Information Operations (IO) on social media networks pose a significant threat to democracy and modern society, yet human detection is costly and complex. Existing supervised IO detection methods fail to capture the dynamic nature of IO user behavior, while unsupervised approaches rely on oversimplified assumptions of coordination among IO users, which may not exist in practice.
To overcome these limitations, we formulate IO user detection as an anomaly detection problem and propose a novel unsupervised approach called Temporal-bEhavior-laNguage Signals for information Operation Recognition (TENSOR).
TENSOR leverages multimodal data, including temporal online user behavior (such as message posting activities) and the textual content of messages. The motivation is that IO users typically constitute a very small fraction of all online users and exhibit unique temporal behavioral and language patterns.

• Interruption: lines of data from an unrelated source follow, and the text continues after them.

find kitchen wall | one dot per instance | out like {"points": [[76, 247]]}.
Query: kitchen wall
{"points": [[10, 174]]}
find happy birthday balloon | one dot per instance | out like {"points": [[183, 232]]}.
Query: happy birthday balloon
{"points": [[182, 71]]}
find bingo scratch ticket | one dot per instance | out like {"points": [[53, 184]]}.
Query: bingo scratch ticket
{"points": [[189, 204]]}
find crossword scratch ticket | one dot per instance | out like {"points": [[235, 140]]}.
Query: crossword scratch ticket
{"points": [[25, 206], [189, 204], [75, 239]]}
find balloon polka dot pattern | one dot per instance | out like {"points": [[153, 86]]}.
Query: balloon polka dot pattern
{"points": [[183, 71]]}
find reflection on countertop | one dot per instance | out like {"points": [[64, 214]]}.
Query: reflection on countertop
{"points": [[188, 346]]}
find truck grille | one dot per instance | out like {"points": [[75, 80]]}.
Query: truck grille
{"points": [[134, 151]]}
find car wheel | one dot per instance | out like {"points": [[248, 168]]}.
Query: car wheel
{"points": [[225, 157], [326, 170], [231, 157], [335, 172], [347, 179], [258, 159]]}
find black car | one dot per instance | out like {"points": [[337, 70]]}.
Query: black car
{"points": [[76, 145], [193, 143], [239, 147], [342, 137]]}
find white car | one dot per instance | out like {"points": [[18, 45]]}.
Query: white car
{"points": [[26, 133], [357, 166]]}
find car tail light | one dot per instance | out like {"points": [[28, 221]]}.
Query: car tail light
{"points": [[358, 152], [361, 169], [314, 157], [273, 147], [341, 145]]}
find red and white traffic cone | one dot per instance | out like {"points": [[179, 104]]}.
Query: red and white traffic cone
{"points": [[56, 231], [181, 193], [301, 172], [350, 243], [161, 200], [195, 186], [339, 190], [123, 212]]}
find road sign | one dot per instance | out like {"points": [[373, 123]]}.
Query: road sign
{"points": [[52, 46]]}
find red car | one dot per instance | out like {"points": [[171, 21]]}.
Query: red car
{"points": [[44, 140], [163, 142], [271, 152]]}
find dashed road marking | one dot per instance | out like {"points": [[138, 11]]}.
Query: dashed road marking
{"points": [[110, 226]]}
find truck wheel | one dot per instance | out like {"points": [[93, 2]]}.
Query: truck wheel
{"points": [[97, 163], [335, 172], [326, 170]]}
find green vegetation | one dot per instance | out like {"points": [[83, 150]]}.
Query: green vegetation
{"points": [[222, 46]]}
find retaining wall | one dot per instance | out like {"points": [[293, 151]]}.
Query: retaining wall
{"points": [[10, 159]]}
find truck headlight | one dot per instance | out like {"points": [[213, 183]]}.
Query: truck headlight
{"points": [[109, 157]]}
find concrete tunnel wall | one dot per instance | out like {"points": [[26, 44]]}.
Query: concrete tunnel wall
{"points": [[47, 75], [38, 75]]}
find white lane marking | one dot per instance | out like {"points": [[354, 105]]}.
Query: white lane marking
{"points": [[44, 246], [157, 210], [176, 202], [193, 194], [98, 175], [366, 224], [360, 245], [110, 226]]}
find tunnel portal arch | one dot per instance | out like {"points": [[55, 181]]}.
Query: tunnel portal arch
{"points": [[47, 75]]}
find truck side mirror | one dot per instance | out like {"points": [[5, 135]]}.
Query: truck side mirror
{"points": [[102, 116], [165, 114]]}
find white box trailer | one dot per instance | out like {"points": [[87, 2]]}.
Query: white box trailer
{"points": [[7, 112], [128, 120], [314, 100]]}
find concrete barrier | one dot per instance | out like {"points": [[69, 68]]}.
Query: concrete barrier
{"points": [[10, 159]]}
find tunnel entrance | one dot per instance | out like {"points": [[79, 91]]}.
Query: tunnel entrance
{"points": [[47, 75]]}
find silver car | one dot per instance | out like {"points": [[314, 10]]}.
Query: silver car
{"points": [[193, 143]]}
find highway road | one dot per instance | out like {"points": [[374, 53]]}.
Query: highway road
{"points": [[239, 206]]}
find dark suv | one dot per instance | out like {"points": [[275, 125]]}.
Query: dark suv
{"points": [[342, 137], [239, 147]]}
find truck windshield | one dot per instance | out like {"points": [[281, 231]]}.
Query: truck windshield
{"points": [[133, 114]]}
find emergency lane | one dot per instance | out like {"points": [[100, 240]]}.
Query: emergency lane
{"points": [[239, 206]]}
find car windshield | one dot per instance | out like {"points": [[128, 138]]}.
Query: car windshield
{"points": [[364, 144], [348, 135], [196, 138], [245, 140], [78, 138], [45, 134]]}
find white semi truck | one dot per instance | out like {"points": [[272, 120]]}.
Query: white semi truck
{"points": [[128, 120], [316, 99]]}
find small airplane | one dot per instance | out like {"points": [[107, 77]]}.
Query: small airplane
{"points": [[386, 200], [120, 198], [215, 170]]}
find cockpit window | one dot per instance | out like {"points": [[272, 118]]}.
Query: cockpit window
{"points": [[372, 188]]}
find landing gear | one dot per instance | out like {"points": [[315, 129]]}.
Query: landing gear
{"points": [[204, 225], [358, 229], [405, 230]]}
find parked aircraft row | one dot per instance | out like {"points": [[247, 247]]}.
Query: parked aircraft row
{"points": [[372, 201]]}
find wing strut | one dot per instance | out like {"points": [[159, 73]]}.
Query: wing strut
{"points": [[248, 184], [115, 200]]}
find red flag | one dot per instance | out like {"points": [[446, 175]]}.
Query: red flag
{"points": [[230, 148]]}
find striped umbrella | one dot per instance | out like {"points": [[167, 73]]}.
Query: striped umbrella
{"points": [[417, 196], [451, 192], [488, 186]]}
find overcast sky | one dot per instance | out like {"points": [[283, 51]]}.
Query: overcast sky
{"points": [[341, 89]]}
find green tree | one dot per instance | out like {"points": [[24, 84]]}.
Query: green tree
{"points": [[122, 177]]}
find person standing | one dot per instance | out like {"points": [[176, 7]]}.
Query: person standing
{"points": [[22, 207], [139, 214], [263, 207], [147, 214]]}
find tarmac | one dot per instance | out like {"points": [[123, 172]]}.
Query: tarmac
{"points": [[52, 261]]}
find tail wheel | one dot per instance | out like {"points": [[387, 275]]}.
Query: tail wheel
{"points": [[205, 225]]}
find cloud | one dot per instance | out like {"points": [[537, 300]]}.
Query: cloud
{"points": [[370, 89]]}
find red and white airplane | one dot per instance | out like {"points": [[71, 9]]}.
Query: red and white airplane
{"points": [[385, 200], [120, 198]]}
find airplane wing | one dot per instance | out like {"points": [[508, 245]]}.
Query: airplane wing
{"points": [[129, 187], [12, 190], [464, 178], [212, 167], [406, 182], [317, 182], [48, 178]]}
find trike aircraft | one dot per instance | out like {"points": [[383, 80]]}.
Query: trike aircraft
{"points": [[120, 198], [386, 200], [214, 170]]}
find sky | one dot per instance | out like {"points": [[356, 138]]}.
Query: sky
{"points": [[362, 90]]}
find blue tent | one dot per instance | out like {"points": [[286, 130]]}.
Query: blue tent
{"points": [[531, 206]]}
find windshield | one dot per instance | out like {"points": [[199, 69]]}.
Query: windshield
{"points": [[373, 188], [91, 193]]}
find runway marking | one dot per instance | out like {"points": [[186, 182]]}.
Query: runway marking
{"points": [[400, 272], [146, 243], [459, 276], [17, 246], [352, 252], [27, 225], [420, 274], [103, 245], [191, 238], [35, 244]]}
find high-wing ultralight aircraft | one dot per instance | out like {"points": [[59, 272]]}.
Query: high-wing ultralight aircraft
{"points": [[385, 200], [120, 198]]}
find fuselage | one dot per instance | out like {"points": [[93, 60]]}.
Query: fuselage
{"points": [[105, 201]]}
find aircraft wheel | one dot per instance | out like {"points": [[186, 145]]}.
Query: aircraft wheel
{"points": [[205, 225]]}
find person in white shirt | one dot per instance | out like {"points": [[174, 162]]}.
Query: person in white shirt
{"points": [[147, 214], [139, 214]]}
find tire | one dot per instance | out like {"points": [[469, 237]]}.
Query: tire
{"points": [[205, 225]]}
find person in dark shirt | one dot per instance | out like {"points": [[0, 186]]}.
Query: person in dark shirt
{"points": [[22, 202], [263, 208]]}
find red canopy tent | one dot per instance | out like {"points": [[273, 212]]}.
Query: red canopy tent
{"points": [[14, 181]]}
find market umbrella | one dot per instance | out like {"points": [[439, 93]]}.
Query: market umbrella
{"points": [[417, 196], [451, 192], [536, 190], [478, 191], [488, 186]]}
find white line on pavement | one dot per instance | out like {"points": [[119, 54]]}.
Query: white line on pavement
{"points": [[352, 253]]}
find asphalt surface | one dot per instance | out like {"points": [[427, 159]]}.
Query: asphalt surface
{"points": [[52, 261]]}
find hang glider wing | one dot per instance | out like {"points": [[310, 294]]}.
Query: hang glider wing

Specifically, we train a Temporal Point Process (TPP) to capture abnormal temporal behavioral patterns of IO users, as they tend to behave in a coordinated manner during IO campaigns.
We further introduce a novel evidence function that converts LLM responses generated from user post timelines into quantitative scores to adjust the TPP outputs for better IO user detection. Experimental results show that TENSOR outperforms the baselines on five real-world IO datasets. Code is available at GitHub.
Blogger's Review: The TENSOR method presents an innovative solution for detecting information operations users by integrating multimodal data with time-series analysis. It not only enhances detection accuracy but also paves the way for future research, making it a worthy candidate for similar attempts in other domains.